The situation was only resolved when French Sports Minister Roselyne Bachelot was flown in to mediate and, although they completed their final group game, defeat against South Africa resulted in their exit.
The so-called ‘strike’ had long lasting repercussions for French football.
The entire French team was suspended for their next international game against Norway by the French Football Federation whilst Domenech was dismissed.
Anelka was banned for 18 games whilst Patrice Evra, Frank Ribery and Jeremy Toulalan were all handed suspended after being identified as being key instigators in the boycott.
Roy Keane walks out on Ireland
By the turn of the twenty-first century Roy Keane was one of the most dominating central midfielders in Europe.
The Irishman had helped Manchester United to achieve a sustained period of success at club level and was famed for his no-nonsense attitude and sheer desire to win.
Keane had also become a key figure at international level and had emerged as the prominent personality in the Republic of Ireland dressing room.
He captained the side to qualification for the 2002 World Cup, producing a string of impressive displays along the way, but had a somewhat rocky relationship with Football Association of Ireland (FAI) officials.
The island of Saipan was selected by the FAI as an initial base for the international team ahead of the World Cup but their preparations for the tournament were thrown into chaos following a, what is now infamous, behind the scenes bust-up between Keane and the manager Mick McCarthy.

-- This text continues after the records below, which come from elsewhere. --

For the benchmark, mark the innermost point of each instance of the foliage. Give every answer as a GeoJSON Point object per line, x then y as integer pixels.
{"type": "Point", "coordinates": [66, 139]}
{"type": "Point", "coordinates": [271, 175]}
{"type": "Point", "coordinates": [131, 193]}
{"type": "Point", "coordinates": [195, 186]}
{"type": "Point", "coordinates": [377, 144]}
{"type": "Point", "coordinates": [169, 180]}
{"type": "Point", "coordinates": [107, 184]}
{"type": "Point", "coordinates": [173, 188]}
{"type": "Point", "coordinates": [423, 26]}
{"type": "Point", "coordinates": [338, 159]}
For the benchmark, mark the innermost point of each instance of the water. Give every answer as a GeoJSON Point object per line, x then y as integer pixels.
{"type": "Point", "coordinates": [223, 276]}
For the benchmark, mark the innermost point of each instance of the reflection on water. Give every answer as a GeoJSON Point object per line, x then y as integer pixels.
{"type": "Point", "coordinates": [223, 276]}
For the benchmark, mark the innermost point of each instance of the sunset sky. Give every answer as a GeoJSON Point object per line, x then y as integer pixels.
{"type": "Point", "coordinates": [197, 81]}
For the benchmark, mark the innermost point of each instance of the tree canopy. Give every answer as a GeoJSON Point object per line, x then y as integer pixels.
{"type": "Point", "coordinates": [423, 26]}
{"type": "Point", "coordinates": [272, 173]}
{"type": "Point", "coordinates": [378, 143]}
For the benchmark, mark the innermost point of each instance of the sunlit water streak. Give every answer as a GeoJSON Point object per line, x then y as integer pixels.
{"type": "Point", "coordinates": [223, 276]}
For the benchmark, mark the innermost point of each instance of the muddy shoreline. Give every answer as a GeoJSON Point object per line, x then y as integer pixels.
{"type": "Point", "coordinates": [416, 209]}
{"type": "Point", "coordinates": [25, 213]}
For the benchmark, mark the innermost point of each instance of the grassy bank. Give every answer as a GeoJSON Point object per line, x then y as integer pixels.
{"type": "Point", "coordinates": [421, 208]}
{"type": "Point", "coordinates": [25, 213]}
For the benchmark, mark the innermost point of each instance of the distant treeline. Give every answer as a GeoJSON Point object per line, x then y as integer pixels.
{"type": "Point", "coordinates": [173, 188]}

Ultimately, Keane was unhappy with the facilities and general preparation in Saipan and, after initially deciding to go home before changing his mind, he gave an interview to The Irish Times and The Sunday Independent in which he aired his concerns.
McCarthy confronted Keane about the subsequent article in a team meeting which evolved into a full-blown argument between the pair in full view of the rest of the players and backroom staff.
Niall Quinn later described Keane’s ‘10-minute oration’ towards his manager as ‘clinical, fierce [and] earth-shattering to the person on the other end’.
The Republic of Ireland captain was sent home the following day and the team were left to compete in the tournament without their inspirational leader on the pitch.